Iona’s “crazy as a loon” comment is a reference to the fact that Gödel was paranoid about being poisoned and would only eat food that had been prepared for him by his wife. When she became too ill to do this, he stopped eating and essentially starved himself to death. He died in 1978.

The underground city at Derinkuyu

In case you think the I’iwa’s home too fanciful, look this up. Derinkuyu once held thousands of people and their cattle, and it’s just one of several dozen underground settlements in Cappadocia, carved out by the Hittites and/or Phrygians. I visited the area many years ago; I was already writing about the I’iwa before I realized it was those interiors populating my mind’s eye. The earliest written reference to the Cappadocian rock settlements is already familiar to readers of The Fire Seekers: Xenophon visited them during his campaigns with Cyrus the Great, and mentions them in Anabasis.

Lascaux, Altamira, and Chauvet

These are the three best-known sites for early cave art. At Altamira, in Spain, the paintings discovered in 1879 were originally dated at twelve to fifteen thousand years old, which seemed astonishing enough, but Lascaux in France was discovered in 1940, with apparently older images, and some of those at Chauvet in France (discovered 1994) were clearly older still. Subsequent research has shown that most of these sites were occupied in waves, over tens of thousands of years; at Chauvet, and also another Spanish cave, El Castillo, the oldest images are now believed to be as much as 37,000 to 40,000 years old.
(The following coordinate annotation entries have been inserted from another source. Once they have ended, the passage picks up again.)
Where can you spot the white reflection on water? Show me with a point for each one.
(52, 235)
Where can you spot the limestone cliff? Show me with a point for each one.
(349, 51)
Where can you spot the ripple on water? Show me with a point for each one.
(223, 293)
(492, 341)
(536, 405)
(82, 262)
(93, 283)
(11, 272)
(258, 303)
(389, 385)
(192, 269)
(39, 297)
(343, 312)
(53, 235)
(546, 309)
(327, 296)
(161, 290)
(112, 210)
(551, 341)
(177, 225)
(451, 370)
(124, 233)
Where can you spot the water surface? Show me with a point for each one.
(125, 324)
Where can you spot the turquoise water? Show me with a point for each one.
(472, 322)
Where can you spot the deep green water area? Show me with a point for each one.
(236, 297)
That puts them near the time when H. sapiens arrived in Europe and the Neanderthals vanished.

The most amazing aspect of the cave paintings isn’t their age but their staggering skill, beauty, and power. When Altamira was discovered, the images were dismissed as fakes on the grounds that “primitive” people could not possibly have produced such things. Funny, but understandable—some of the animals, in particular, take your breath away. For a private tour of Chauvet, see Werner Herzog’s documentary Cave of Forgotten Dreams.